Nairobi hesitant to sign EAC-pact with Beijing


Kenya is cautiously approaching overtures to enter into a trade deal with China, along with its five fellow members of the East African Community (EAC): Rwanda, Uganda, Tanzania, Burundi and South Sudan.

As a leading economy of the EAC, Kenya would be a vital signatory to a trade pact of the six countries with China, but its minister charged with representing the community’s affairs, Adan Mohamed, has expressed clear reservations about such an agreement.

Given the size of China’s economy it stood to be the biggest beneficiary by entering into a trade deal with any country, he said.

China’s ambassador in Nairobi, Wu Peng, has however stated that his country is ready to sit down for talks about striking a balance for not just free trade but fair trade.

Kenya’s main concern stems from the $3.67 billion it imported from China last year, compared to the $110 000 million it exported in return.

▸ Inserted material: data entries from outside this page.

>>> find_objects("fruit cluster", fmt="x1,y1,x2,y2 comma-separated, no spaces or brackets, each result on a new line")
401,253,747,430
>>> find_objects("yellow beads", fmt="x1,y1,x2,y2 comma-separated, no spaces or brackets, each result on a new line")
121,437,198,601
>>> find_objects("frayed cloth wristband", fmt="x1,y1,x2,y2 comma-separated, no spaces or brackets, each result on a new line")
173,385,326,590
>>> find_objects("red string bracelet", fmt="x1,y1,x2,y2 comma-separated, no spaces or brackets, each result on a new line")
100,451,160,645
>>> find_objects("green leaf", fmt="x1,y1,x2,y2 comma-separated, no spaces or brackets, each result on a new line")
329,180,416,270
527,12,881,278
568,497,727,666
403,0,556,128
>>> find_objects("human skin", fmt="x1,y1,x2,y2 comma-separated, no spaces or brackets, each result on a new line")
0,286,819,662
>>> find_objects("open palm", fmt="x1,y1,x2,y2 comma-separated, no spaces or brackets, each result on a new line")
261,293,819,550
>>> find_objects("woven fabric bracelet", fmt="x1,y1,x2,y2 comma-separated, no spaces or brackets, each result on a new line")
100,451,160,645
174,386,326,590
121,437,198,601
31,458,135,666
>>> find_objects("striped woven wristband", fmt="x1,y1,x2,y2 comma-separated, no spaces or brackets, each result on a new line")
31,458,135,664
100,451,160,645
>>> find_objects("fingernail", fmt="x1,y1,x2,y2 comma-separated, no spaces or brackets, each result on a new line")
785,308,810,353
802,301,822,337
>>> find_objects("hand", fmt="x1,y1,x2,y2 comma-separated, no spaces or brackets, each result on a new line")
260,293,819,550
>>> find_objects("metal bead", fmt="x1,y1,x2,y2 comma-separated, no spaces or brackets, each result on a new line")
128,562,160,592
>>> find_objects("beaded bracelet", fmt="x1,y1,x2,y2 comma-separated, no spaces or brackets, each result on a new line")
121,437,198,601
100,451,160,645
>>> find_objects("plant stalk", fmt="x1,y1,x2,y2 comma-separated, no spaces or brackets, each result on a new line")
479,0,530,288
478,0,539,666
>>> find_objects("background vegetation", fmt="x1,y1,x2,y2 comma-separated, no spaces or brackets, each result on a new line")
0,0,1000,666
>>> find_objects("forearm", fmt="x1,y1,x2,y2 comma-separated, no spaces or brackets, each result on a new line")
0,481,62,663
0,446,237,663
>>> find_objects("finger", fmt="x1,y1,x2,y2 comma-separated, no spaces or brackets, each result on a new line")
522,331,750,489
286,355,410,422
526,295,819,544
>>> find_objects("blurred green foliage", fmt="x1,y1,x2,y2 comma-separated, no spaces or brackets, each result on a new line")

Peng indicated that Beijing was more than prepared to entertain Nairobi’s wishes for vastly increased farm produce exports, particularly avocados in which instance Kenya has become one of the world’s top producers.

Apparently talks are already under way behind the scenes to up-scale frozen avo exports to China from Kenya, creating the impression that it’s only a matter of time before Nairobi agrees to an EAC pact with Beijing.

But Kenya’s ministry for trade and industrialisation is holding firm to its fear that a deal with China will lead to a surge of imports skewed in favour of its Asian partner.

Statements have also been made about Nairobi being honour-bound to acquiesce to China given Beijing’s infrastructural investments across the EAC region as it forges ahead with its modern Silk Road logistics project, the Belt and Road Initiative.